Now, what if just one kid who watched this program had a friend with diabetes who needed to treat a low blood sugar?

And what if that friend thought he/she was helping by denying him sugar?

Do you see the problem here?

Btw, Peter Hoh- a person's weight, eating habits, level of exercise, etc... have absolutely nothing to do with the cause of type 1 (insulin-dependent) diabetes. It is an autoimmune disorder whereby the body makes antibodies that destroy the insulin-producing cells in the pancreas.

blake said...

Huh. The Boy is diabetic. (We think type 2, and from birth, but the doctors think type 1.)

We joke about it all the time. Dangle candy bars and cookies in front of his face...

No, not really, but we do joke about it. What else you gonna do? Sit around feeling sorry for yourself?

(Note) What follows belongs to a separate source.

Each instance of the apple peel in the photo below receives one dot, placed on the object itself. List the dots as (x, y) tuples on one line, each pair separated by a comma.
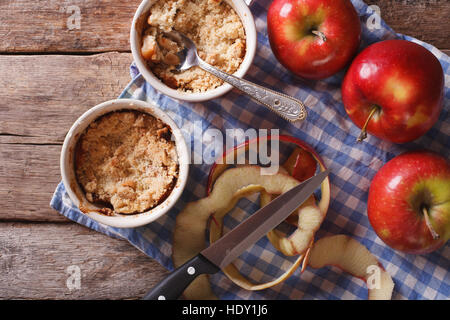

What's weird is that when he presented, the hospital and the doctors and nurses and specialists (etc., etc., etc.) were all gloom and doom.

We were just relieved because we finally knew what was wrong with him. And he was relieved because getting his blood sugar under control helped him feel a whole lot better than he ever had. His diet had been pretty constrained anyway, because high-carb food made him feel bad.

They were particularly invested in "He'll have it for the rest of his life." Assuming you don't believe it's curable now, is your crystal ball so perfect that you're sure it won't ever be cured? Really?

But they were a pretty humorless bunch and they seemed to want to impose that on us. They're probably pretty successful with a lot of people.

Though, you know, it was kind of funny. One doctor mentioned that there were several guys in the NBA who were diabetic. I was all, like, "Cool! My short, white, nerdy kid can be in the NBA now!"

Heh.

peter hoh said...

Modika, I'm well aware that Type I diabetes is not caused by diet or weight.

Not knowing the story line, I was trying to imagine what kind of insensitive comment could have appeared in the show.

Thank you for sharing the story line. The outcry makes a lot of sense now.